Since last summer I have been meditating and doing yoga, trying to reach some kind of solid ground or equilibrium which I can return to after a day's work. It has been helpful, but sometimes desperate. The episodes of tension headaches(which look a lot like a migraine to an outsider) had increased from my usual average of once a year to one every three weeks. Sleep had become a luxury at this point. Although tired I was spending hours in bed not sleeping each night. I stopped reading books, checking email, making things. There was just enough energy for me to ration out for my work day, but not enough left over for life. Finally I came to the conclusion that my attempts at equilibrium weren't working. This is not really a new story for me, but one that has played out over and over again in my life as far back as I can remember, which is age 3. It is no one's fault. Sometimes it comes out of nowhere. Sometimes it is triggered by a life event. I have taken it to the professionals many times, which has been difficult because it makes me feel like I haven't tried hard enough.

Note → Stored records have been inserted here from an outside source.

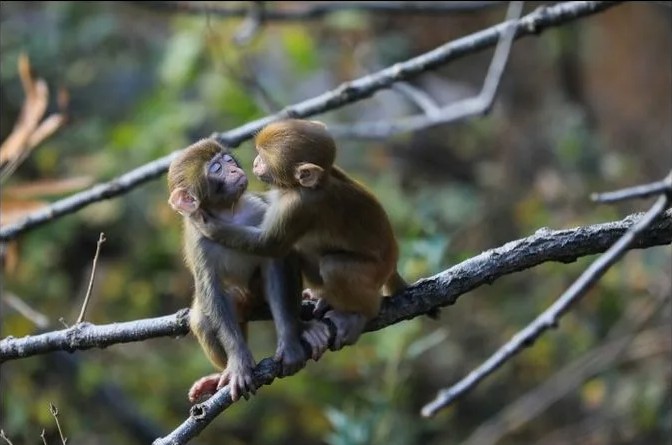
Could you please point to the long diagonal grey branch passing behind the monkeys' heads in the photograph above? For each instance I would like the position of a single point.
(541, 19)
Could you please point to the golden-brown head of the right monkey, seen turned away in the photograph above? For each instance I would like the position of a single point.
(294, 152)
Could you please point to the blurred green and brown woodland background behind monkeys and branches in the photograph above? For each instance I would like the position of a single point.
(582, 108)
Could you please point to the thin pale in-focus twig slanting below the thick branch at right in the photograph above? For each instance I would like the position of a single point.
(550, 317)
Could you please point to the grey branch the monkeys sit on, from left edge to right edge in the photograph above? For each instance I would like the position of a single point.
(428, 293)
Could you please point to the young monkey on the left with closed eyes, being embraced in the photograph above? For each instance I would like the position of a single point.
(207, 184)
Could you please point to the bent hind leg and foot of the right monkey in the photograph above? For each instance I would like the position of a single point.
(351, 287)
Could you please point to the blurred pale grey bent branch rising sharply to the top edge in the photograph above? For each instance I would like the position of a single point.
(461, 110)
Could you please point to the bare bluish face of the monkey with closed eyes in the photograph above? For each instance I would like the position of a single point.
(226, 181)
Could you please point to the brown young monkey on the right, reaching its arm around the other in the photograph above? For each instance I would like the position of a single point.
(341, 231)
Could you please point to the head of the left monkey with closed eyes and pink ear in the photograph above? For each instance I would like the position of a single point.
(204, 177)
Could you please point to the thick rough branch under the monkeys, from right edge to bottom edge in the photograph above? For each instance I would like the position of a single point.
(444, 288)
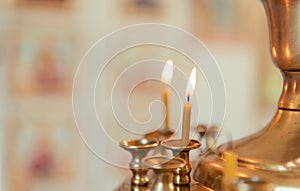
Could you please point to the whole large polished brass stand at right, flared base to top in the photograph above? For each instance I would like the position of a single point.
(272, 154)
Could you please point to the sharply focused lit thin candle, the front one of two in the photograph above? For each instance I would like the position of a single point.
(187, 108)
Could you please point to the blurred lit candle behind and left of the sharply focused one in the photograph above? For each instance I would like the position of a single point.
(166, 77)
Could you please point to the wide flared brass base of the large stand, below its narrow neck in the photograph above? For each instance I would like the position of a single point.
(273, 155)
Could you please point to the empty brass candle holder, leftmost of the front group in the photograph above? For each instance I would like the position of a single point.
(139, 149)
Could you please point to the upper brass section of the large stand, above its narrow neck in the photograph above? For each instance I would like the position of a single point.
(283, 20)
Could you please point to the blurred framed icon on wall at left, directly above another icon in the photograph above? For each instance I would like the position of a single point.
(42, 62)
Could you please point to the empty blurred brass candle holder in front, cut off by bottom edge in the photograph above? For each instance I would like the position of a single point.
(164, 169)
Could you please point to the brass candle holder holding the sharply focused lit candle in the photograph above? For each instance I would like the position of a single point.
(181, 175)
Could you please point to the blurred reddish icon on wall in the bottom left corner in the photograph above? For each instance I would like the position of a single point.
(41, 153)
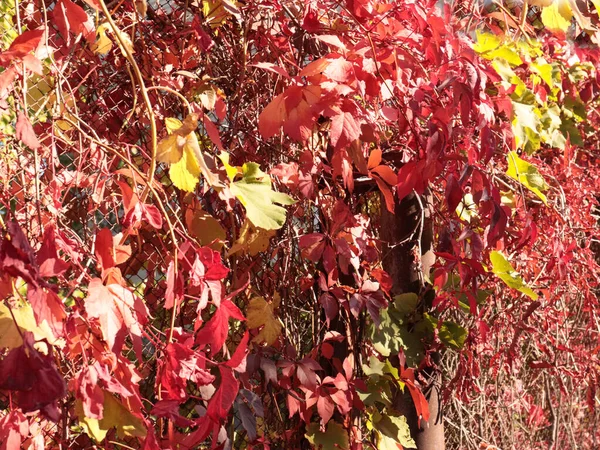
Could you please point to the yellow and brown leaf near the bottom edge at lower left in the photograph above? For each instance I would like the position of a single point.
(115, 415)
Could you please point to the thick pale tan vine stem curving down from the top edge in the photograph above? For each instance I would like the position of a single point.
(140, 81)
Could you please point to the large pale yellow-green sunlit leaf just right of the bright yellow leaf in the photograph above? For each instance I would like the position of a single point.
(254, 191)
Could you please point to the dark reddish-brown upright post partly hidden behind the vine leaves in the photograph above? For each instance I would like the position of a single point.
(409, 236)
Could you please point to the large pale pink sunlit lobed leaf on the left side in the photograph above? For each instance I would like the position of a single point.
(119, 312)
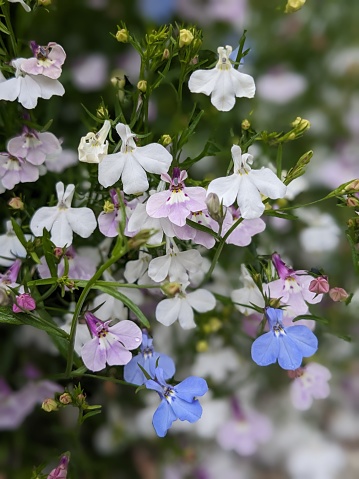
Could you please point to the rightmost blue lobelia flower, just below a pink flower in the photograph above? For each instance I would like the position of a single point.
(287, 345)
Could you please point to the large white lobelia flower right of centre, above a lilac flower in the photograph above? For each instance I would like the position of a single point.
(247, 185)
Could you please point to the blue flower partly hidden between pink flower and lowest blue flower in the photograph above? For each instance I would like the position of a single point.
(148, 359)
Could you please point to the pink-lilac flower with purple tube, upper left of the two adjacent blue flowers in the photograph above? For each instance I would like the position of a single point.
(109, 344)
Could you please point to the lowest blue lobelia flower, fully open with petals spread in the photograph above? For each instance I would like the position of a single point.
(177, 402)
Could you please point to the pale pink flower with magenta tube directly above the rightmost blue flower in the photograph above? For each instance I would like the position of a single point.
(292, 288)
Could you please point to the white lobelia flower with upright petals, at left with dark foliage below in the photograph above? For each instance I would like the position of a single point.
(62, 220)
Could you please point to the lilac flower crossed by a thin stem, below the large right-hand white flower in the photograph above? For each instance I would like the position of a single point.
(242, 234)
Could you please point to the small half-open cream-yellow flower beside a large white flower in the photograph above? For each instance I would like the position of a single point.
(93, 147)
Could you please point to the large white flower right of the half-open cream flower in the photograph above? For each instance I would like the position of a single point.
(131, 163)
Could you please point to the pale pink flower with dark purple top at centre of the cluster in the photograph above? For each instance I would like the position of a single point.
(179, 201)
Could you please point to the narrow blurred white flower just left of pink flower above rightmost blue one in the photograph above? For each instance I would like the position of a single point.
(248, 295)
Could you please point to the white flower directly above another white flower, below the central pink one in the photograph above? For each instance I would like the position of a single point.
(175, 264)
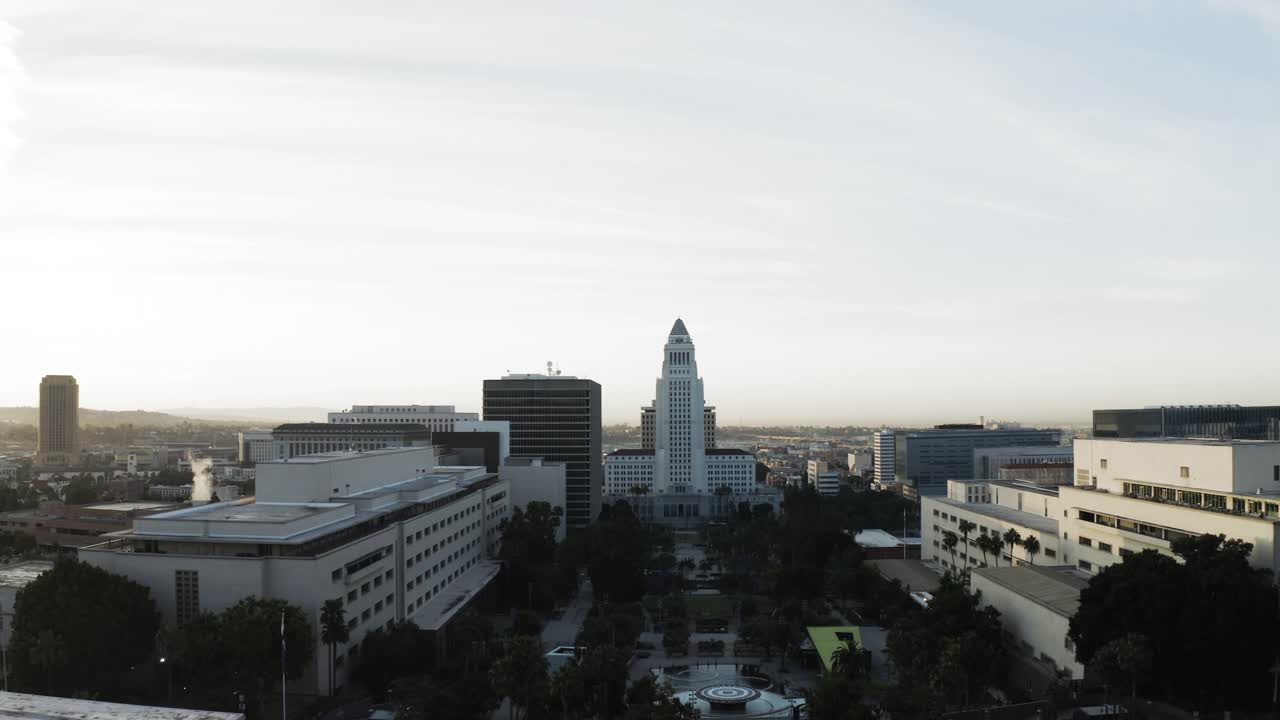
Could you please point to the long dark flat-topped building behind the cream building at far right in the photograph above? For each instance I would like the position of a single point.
(1219, 422)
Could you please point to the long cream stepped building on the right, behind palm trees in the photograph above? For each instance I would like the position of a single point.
(1128, 496)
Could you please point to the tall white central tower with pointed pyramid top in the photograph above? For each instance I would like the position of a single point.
(680, 452)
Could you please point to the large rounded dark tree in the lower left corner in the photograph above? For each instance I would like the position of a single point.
(97, 616)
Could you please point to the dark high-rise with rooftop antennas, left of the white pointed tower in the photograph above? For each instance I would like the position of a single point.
(556, 418)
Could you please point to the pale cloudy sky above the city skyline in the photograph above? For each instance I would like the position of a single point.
(865, 212)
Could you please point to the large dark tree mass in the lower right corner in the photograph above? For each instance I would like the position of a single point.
(1203, 619)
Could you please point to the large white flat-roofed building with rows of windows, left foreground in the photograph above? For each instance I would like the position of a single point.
(387, 534)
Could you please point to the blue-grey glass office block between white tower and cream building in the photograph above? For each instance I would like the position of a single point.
(929, 459)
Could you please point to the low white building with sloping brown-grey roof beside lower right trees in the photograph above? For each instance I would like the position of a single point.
(1036, 605)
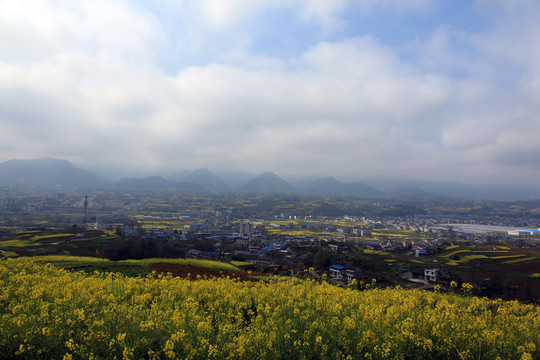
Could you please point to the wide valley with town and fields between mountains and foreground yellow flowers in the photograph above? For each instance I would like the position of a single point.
(412, 244)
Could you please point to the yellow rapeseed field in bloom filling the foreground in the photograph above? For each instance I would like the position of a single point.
(50, 313)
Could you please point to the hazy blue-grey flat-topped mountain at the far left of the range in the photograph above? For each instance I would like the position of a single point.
(47, 174)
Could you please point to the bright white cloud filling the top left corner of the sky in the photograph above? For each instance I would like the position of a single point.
(41, 30)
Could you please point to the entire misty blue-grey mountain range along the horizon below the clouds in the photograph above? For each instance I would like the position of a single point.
(49, 174)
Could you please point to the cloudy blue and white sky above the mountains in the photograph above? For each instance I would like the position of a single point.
(424, 89)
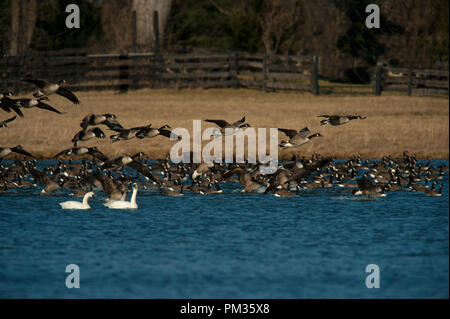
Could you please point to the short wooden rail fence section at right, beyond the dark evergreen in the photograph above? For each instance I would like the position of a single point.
(415, 81)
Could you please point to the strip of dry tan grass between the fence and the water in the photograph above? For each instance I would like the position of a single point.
(394, 123)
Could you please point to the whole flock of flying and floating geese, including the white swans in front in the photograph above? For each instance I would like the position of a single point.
(354, 176)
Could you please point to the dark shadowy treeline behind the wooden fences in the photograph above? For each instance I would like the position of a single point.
(413, 32)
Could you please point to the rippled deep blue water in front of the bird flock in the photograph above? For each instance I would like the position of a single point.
(227, 246)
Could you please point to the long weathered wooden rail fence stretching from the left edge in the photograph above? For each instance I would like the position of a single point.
(147, 70)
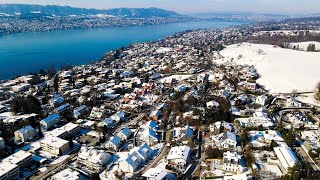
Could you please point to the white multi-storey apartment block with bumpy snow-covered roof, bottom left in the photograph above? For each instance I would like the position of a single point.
(93, 159)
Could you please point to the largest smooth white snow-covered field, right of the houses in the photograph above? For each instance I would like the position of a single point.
(281, 70)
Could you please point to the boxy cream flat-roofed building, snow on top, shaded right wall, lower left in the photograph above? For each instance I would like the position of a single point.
(54, 145)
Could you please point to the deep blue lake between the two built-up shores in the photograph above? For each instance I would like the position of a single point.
(29, 52)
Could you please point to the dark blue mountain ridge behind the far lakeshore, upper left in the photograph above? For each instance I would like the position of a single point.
(53, 10)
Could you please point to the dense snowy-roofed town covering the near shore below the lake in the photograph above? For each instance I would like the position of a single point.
(160, 110)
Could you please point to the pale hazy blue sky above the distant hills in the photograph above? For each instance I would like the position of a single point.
(195, 6)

So a few weeks ago I found myself on the couch again, in Virginia's office. Virginia is a psychiatric Nurse Praactitioner, who came highly recommended by a psychologist I have seen for counseling. In the small world category, we both attended nursing school in Washington DC. We had some shared hospital experiences. Today she is training a student in the nurse practitioner program at University of Florida. The student asks all the questions, takes the medical and psychiatric history. It is painful and a bit awkward because it is an art the student has not yet mastered. That is why she is here, to learn this art. At the end of our hour we decide to discontinue the Prozac, which I have taken daily for 24 years, with 3 unsuccessful Prozac holidays during which I tried to go it alone. We decide on Cymbalta. So I am 4 weeks in to the Cymbalta. I am sleeping. I wake up in the morning feeling pretty good. There is no longer that feeling of dread when morning arrives.  I am reading Tattoos on the Heart by Gregory Boyle. This time I think I will finish it before the library due date.